Journal of Sedimentary Research (SEPM)

Abstract


Journal of Sedimentary Research, Section A: Sedimentary Petrology and Processes
Vol. 71 (2001), No. 1. (January), Pages 155-166

On the Origin and Significance of Pyrite Spheres in Devonian Black Shales of North America

Jurgen Schieber (1), Gordon Baird (2)

ABSTRACT

Devonian black shales deposited on the North American craton contain abundant Tasmanites cysts that are typically preserved as flattened circular discs on bedding planes. Work by the present authors shows that cysts can be preserved as pyrite-infill casts that are expressed as sand-size whole and geopetal half-spheres of pyrite. At the bases of thin black shale layers these occur in situ at many stratigraphic levels in the distal prodelta facies of the Catskill Delta complex of New York, as well as in laterally equivalent black shales in Tennessee and Kentucky.

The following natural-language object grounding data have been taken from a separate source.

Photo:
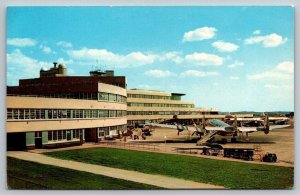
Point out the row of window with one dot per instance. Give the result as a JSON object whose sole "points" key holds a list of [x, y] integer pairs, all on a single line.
{"points": [[20, 113], [103, 131], [165, 113], [88, 96], [111, 97], [160, 105], [148, 96], [63, 135]]}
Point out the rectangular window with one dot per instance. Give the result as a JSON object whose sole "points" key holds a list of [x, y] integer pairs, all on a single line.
{"points": [[101, 132], [50, 114], [37, 113], [15, 113], [27, 113], [64, 135], [103, 113], [54, 114], [95, 113], [50, 134], [112, 113], [54, 135], [64, 114], [9, 113], [42, 114], [59, 135], [103, 96], [112, 97], [69, 114], [73, 131], [38, 134]]}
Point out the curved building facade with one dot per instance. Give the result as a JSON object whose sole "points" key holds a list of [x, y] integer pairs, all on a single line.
{"points": [[60, 111]]}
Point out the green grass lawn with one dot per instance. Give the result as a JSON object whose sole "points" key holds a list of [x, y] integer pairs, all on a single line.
{"points": [[29, 175], [235, 175]]}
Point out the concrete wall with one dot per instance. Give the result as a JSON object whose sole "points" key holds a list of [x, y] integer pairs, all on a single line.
{"points": [[30, 139], [157, 101], [45, 125], [111, 89], [157, 117]]}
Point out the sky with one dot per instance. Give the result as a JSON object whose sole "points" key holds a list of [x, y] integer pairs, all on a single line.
{"points": [[234, 58]]}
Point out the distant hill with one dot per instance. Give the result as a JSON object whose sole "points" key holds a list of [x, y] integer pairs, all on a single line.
{"points": [[273, 113]]}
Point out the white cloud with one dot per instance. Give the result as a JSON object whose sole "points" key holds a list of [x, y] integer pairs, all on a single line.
{"points": [[199, 34], [109, 58], [71, 71], [283, 71], [234, 78], [285, 66], [256, 32], [271, 40], [148, 87], [204, 59], [196, 73], [159, 73], [21, 42], [278, 87], [225, 46], [64, 44], [236, 64], [171, 56], [20, 66], [46, 49], [63, 61]]}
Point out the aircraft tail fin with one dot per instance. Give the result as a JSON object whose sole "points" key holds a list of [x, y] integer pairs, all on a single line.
{"points": [[235, 123], [266, 125]]}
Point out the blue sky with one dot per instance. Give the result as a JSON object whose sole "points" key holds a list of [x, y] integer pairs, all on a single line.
{"points": [[228, 58]]}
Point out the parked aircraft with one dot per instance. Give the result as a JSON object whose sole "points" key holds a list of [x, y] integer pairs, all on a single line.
{"points": [[218, 127]]}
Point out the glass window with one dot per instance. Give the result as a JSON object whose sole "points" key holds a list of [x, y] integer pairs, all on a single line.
{"points": [[42, 114], [50, 114], [103, 96], [27, 114], [95, 113], [9, 113], [112, 113], [64, 135], [50, 134], [112, 97], [59, 135], [54, 135], [54, 114], [15, 113], [37, 113]]}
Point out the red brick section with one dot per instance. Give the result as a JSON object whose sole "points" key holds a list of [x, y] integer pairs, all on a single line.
{"points": [[67, 84]]}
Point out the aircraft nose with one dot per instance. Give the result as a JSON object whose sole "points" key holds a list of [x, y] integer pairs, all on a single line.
{"points": [[228, 128]]}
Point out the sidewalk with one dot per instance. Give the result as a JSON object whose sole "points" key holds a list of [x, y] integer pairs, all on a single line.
{"points": [[156, 180]]}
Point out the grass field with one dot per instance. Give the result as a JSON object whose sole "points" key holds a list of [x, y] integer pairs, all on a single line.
{"points": [[29, 175], [235, 175]]}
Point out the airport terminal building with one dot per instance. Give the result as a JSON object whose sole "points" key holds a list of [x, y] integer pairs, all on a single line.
{"points": [[58, 110], [155, 106]]}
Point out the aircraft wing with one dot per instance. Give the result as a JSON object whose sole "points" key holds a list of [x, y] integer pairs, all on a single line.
{"points": [[215, 128], [162, 125], [278, 126], [247, 129]]}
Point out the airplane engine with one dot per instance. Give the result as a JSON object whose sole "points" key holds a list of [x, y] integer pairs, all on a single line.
{"points": [[266, 131], [180, 128]]}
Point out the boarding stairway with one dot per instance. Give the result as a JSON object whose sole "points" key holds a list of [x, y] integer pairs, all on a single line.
{"points": [[206, 138]]}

Reworked pyrite casts, usually dominated by whole spheres, form lenticular lag accumulations and hydraulic placers, together with plant debris and phosphatic particles (bone debris, conodonts).

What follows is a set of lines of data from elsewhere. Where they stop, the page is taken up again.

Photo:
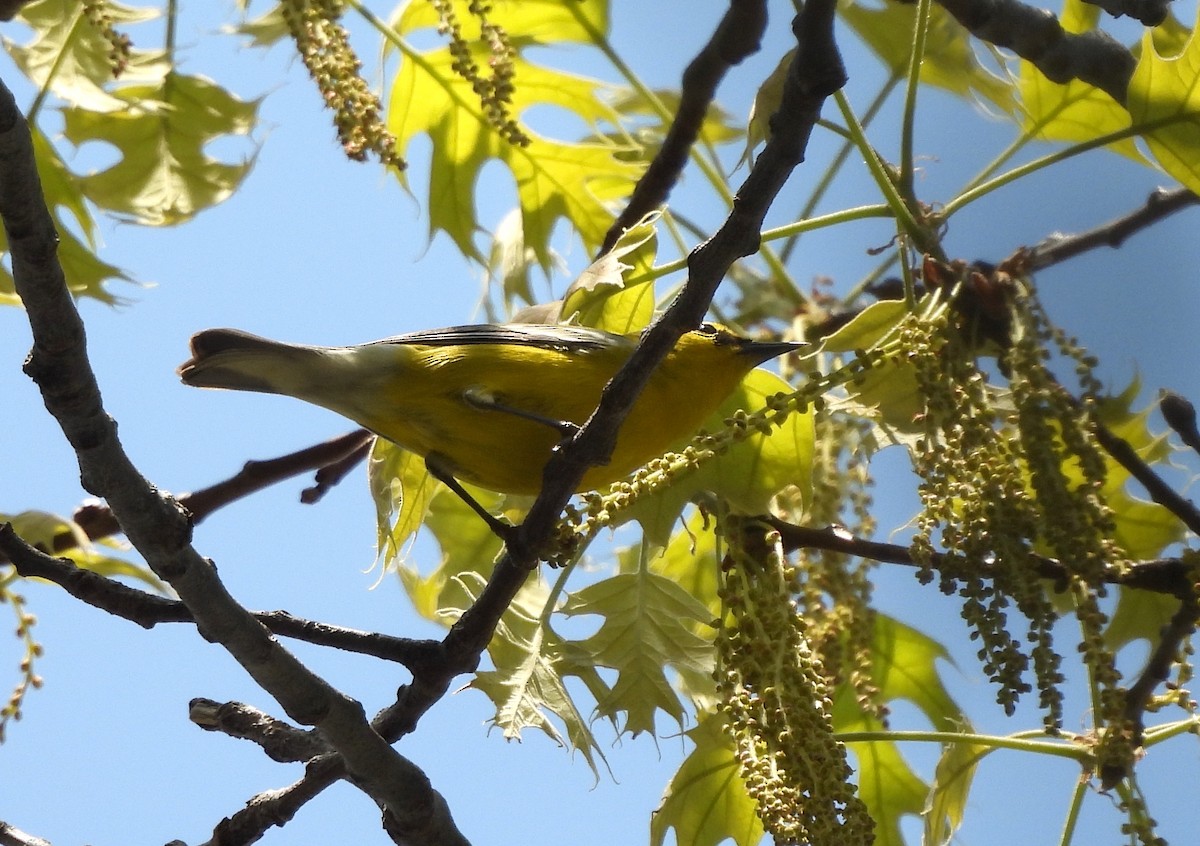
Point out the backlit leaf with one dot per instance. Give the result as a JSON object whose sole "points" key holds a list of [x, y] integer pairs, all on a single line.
{"points": [[706, 802], [647, 627], [165, 175]]}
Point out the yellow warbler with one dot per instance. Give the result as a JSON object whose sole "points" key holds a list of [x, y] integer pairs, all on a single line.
{"points": [[487, 403]]}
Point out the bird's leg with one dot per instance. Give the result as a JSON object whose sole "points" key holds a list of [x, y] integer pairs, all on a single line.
{"points": [[487, 402], [502, 529]]}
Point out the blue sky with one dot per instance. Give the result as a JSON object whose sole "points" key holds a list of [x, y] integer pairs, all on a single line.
{"points": [[319, 250]]}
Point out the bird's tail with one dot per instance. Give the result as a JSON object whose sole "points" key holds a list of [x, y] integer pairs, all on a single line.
{"points": [[240, 361]]}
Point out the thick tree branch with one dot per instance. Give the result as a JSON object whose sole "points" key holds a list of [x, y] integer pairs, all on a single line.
{"points": [[1162, 203], [1036, 35], [157, 526], [737, 36], [1156, 486], [330, 459], [1171, 576], [815, 73], [149, 610]]}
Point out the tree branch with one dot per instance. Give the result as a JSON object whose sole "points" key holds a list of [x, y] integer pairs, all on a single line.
{"points": [[1173, 576], [157, 526], [1181, 415], [1158, 490], [1036, 35], [280, 741], [816, 71], [330, 459], [148, 610], [1158, 666], [1162, 203], [737, 36]]}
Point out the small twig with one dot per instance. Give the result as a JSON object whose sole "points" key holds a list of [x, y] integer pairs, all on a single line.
{"points": [[1036, 35], [276, 808], [1159, 204], [148, 610], [280, 741], [1158, 490], [341, 453], [1158, 666], [1171, 576], [816, 72], [737, 36], [1181, 415]]}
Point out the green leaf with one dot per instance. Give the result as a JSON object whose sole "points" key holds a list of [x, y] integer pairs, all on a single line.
{"points": [[84, 271], [599, 297], [949, 60], [647, 627], [706, 802], [905, 669], [690, 561], [401, 487], [1144, 529], [1140, 615], [553, 179], [267, 29], [40, 528], [70, 57], [165, 177], [527, 683], [468, 546], [888, 390], [749, 473], [949, 792], [1164, 93], [1075, 112]]}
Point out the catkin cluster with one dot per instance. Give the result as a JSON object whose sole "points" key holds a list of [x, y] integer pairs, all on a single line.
{"points": [[325, 51], [777, 700], [1003, 474], [29, 678], [835, 588], [495, 93], [99, 16]]}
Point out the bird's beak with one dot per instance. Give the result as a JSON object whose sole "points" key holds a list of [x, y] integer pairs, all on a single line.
{"points": [[766, 351]]}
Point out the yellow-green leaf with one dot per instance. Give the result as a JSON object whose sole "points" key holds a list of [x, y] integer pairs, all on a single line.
{"points": [[1075, 112], [40, 528], [905, 667], [527, 684], [949, 60], [599, 297], [647, 627], [70, 57], [1164, 94], [555, 179], [706, 802], [749, 473], [165, 175]]}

An earlier model for the formation of pyrite spheres in gas bubbles is rejected in favor of formation within uncompressed Tasmanites cysts. Direct observation of cyst cuticle in association with pyrite spheres suggests that localized bacterial sulfate reduction in Tasmanites interior voids led to formation of localized pyrite deposition, in a manner similar to that described from certain ammonoid chamber settings. Cyst fill commenced with formation of framboidal pyrite, followed by later diagenetic pyrite cementation between framboids. These fills show geopetal features and appear to have formed within the redox zone below the sediment-water interface.

Although described here from the Upper Devonian, comparable pyrite textures are also known from Proterozoic, Cambrian, Ordovician, and Silurian sediments. They probably occur throughout the sedimentary record, and in mudstone successions they may prove to be an important source of sand-size grains in areas far removed from the basin margins. As such they may be important for detection of erosive events and strong bottom currents, and provide valuable information about the depositional history of mudstone successions.